French voters went to the polls on Sunday for the second round of parliamentary elections on Sunday expected to hand President Emmanuel Macron a landslide victory that should allow him to embark on deep social and economic reforms.

The new assembly is due to be transformed with a new generation of lawmakers, more female and more ethnically diverse — winning seats a month after the 39-year-old former banker became the youngest head of state in modern French history.

Macron’s centrist Republic on the Move (LREM) party is barely more than a year old, yet pollsters project it will win as many as 75-80 percent of seats in the 577-seat lower house.
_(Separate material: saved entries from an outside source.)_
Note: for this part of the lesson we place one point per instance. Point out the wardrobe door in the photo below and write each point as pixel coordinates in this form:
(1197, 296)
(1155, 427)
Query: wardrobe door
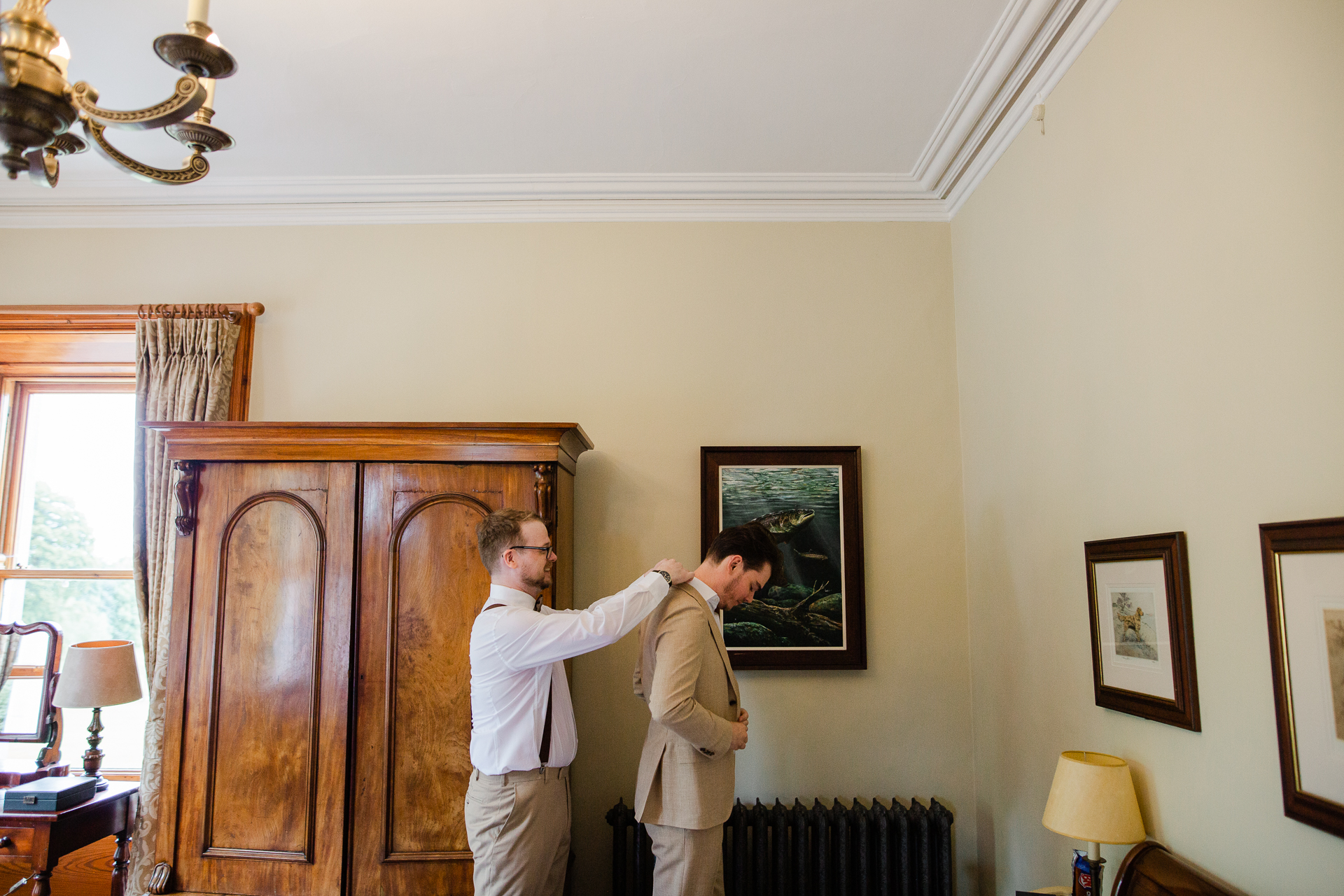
(261, 789)
(421, 586)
If confirmed, the victory will come at the expense of France’s traditional parties, the rightwing Republicans and Socialists, but also the far-right National Front which faces major disappointment.

“People know it’s already a done deal,” Alex Mpoy, a 38-year-old security guard told Reuters TV, echoing the apathy of many voters who intend to abstain.

Macron cast his vote early in the morning in the seaside resort of Le Touquet before flying to a ceremony outside Paris to mark the anniversary of Charles de Gaulle’s 1940 appeal for French resistance to Nazi Germany’s occupation.

Polls show Macron is on course to win the biggest parliamentary majority since that held by de Gaulle’s own conservatives in 1968.

Macron’s rivals have urged voters not to stay at home, warning power would be concentrated in the hands of one party and democratic debate stifled.

“We need other parties to have some weight,” 54-year-old assembly line worker Veronique Franqueville said on the parking lot of a tumble-dryer factory in the northern town of Amiens.

“If he wins it all there will be no debate.”